We have used df1 to denote the food_access_research_atlas.csv dataframe.

In [None]:
# This Python 3 environment comes with many helpful analytics libraries installed
# It is defined by the kaggle/python Docker image: https://github.com/kaggle/docker-python
# For example, here's several helpful packages to load

from mpl_toolkits.mplot3d import Axes3D
import matplotlib.pyplot as plt # plotting
import numpy as np # linear algebra
import os # accessing directory structure
import pandas as pd # data processing, CSV file I/O (e.g. pd.read_csv)
import seaborn as sns #data visualizations

# Input data files are available in the read-only "../input/" directory
# For example, running this (by clicking run or pressing Shift+Enter) will list all files under the input directory

import os
for dirname, _, filenames in os.walk('/kaggle/input'):
    for filename in filenames:
        print(os.path.join(dirname, filename))

# You can write up to 20GB to the current directory (/kaggle/working/) that gets preserved as output when you create a version using "Save & Run All"
# You can also write temporary files to /kaggle/temp/, but they won't be saved outside of the current session

In [None]:
from google.colab import drive
drive.mount('/content/drive')

In [None]:
nRowsRead = 1000 # specify 'None' if want to read whole file
# food_access_research_atlas.csv may have more rows in reality, but we are only loading/previewing the first 1000 rows
file_path = "/content/food_access_research_atlas.csv"
df1 = pd.read_csv(file_path, delimiter=',', nrows = nRowsRead)
df1.dataframeName = 'food_access_research_atlas.csv'
nRow, nCol = df1.shape
print(f'There are {nRow} rows and {nCol} columns')

**Let's take a quick look at what the data looks like:**

In [None]:
df1.head()  # Show first few rows

In [None]:
df1.info()  # Check column types & missing values

In [None]:
df1.describe()  # Summary statistics

Use the **Python libraries** we have discussed so far to explore the dataset and generate your own data visualizations. Then, in your slideshow explain what some of these visualizations reveal about the data. Look for trends across the data, correlations between certain factors, and more.


---


Here are some examples of visualizations you can make that we have discussed in previous notebooks:
- **Scatter plot**
- **Bar graph**
- **Heat map**
- **Violin plot**



---


Some Notes:
- For some visualizations you may have to use **data cleaning** to make sure your data is ready to use-- see the example of making a heatmap below!
- Data cleaning involves removing or correcting data that is incorrect, irrelevant, or improperly formatted
- If you are confused on how to create any of these, go back and reference the notebook examples!

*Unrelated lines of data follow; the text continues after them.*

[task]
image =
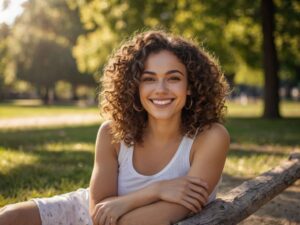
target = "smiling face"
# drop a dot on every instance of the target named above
(163, 86)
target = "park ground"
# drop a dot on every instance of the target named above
(49, 150)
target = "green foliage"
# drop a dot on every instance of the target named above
(42, 48)
(42, 162)
(231, 30)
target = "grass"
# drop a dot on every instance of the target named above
(35, 108)
(45, 161)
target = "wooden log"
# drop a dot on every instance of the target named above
(245, 199)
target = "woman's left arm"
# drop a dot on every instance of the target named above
(211, 147)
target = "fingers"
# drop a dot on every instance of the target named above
(199, 190)
(198, 181)
(200, 199)
(188, 205)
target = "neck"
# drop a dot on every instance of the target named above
(163, 130)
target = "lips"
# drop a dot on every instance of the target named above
(161, 102)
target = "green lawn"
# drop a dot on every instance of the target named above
(34, 108)
(46, 161)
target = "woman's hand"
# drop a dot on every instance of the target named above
(108, 212)
(191, 192)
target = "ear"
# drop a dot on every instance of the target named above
(189, 92)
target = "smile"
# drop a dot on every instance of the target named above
(161, 101)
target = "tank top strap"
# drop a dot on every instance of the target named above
(123, 153)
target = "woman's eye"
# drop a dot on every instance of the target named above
(174, 78)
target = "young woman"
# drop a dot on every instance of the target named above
(160, 156)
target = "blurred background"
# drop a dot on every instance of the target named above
(52, 53)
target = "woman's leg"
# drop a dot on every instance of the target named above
(22, 213)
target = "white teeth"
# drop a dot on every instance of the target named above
(161, 102)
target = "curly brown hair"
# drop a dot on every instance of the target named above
(119, 97)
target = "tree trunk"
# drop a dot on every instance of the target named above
(74, 92)
(270, 62)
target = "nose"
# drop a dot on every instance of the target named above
(162, 86)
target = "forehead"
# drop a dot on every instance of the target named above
(163, 60)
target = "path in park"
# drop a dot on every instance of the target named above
(38, 121)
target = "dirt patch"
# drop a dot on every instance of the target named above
(284, 209)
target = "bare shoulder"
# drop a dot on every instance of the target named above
(215, 133)
(105, 137)
(212, 140)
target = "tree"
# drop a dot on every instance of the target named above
(42, 48)
(4, 33)
(271, 96)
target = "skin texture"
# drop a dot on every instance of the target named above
(163, 130)
(177, 198)
(164, 78)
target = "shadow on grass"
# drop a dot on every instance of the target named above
(51, 170)
(18, 139)
(264, 131)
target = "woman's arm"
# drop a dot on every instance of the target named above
(104, 202)
(208, 162)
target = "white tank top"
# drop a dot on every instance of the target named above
(130, 180)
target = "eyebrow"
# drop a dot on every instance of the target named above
(167, 73)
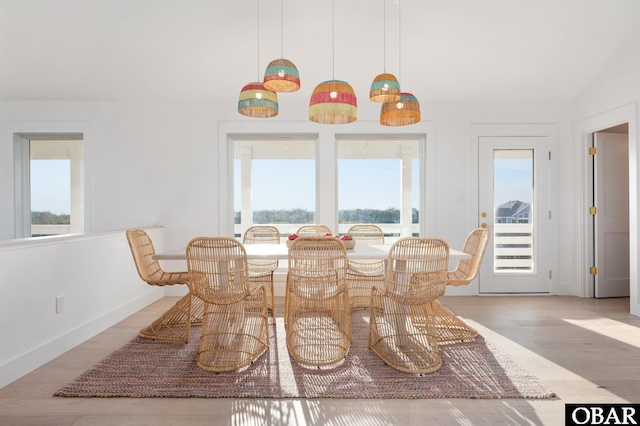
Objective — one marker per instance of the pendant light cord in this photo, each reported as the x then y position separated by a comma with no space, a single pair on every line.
258,15
281,28
333,41
384,32
400,43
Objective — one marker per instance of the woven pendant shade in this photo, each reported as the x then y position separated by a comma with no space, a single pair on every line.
257,101
385,88
282,75
333,102
404,112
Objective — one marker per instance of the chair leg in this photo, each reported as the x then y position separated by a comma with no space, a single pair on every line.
447,326
175,323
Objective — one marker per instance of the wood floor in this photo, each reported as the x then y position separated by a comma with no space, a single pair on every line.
585,350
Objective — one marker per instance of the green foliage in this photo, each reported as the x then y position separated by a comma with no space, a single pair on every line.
48,218
390,215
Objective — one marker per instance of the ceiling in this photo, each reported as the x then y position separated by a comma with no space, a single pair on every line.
206,50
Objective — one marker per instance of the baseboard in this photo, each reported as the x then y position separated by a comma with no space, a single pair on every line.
26,362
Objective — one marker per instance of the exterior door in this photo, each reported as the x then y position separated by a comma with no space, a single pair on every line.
513,202
611,219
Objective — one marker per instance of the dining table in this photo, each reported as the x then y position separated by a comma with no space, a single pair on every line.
281,252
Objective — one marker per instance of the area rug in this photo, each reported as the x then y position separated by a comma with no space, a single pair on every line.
151,369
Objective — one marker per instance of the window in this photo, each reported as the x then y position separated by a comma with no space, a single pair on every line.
274,184
378,183
49,185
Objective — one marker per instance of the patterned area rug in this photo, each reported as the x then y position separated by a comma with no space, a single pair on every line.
151,369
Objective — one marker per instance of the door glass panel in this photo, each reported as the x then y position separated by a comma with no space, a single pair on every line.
513,200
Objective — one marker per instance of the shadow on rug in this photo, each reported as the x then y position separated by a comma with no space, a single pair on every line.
150,369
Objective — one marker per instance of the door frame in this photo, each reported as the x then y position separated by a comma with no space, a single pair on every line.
549,131
583,130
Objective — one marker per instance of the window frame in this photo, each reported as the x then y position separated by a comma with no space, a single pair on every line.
22,133
326,163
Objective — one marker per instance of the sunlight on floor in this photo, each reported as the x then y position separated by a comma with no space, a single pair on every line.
624,333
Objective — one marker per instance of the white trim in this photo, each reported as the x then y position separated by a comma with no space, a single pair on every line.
583,129
547,130
326,147
62,127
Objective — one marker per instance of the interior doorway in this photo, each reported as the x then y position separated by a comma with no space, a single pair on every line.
610,212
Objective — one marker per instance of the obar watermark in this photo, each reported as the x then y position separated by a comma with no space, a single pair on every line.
602,414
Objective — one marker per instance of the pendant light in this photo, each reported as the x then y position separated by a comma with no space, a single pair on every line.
255,99
405,111
281,74
333,101
385,86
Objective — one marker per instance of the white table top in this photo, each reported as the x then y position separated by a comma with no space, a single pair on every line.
281,252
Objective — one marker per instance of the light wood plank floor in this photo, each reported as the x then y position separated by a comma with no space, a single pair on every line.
585,350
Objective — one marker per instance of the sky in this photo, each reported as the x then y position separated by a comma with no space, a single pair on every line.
289,184
286,184
512,180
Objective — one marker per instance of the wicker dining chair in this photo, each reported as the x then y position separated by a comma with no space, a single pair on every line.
400,332
449,327
363,274
307,230
318,320
235,326
175,323
261,271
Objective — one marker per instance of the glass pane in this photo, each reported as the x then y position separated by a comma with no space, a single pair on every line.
513,195
378,183
274,184
50,197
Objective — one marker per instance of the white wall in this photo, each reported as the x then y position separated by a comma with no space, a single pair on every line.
617,87
94,273
155,163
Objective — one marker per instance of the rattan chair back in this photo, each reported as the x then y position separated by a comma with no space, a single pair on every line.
149,268
318,321
175,323
363,274
309,230
467,269
261,271
400,332
366,234
235,324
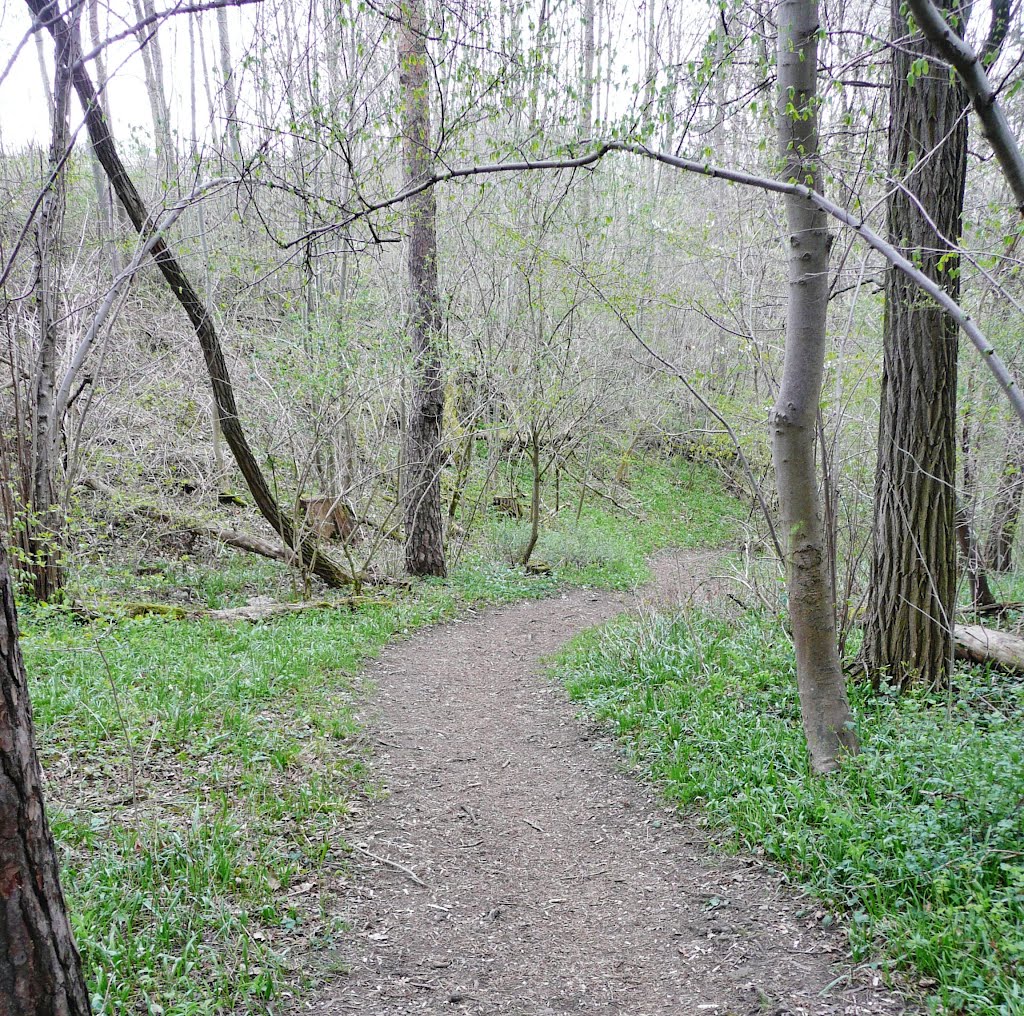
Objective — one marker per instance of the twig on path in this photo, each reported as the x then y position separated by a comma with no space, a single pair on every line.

Here is an example of a **heatmap** for this dataset to get you guys started:

Notice that:
- We had to remove the "State" and "County" columns because for the correlation matrix we want to only include columns with numerical data so that we can find the correlation coefficients
- We dropped all columns with NaN (aka null values) to avoid messing with our heatmap

In [None]:
# Heatmap
def plotCorrelationMatrix(df, graphWidth):
    df = df.dropna(axis='columns')  # Drop columns with NaN (aka null values)
    df = df[[col for col in df if df[col].nunique() > 1]]  # Keep columns with more than 1 unique value
    df = df.select_dtypes(include=['number'])  # Remove non-numeric columns
    df = df.iloc[:, :10]  # Keep only the first 10 columns <-- can change to only show the heatmap for the columns you want
    if df.shape[1] < 2:
        print(f'No correlation plots shown: The number of non-NaN or constant columns ({df.shape[1]}) is less than 2')
        return
    corr = df.corr()
    plt.figure(figsize=(8,6))
    corrMat = plt.matshow(corr)
    plt.xticks(range(len(corr.columns)), corr.columns, rotation=90)
    plt.yticks(range(len(corr.columns)), corr.columns)
    plt.gca().xaxis.tick_bottom()
    plt.colorbar(corrMat)
    plt.title(f'Correlation Matrix', fontsize=15)
    plt.show()
df_corr = df1.drop(columns=['State', 'County'])  # Keep only numeric columns (aka no state and county)
plotCorrelationMatrix(df_corr, 5)

In [None]:
# Replace with code for your own visualizations!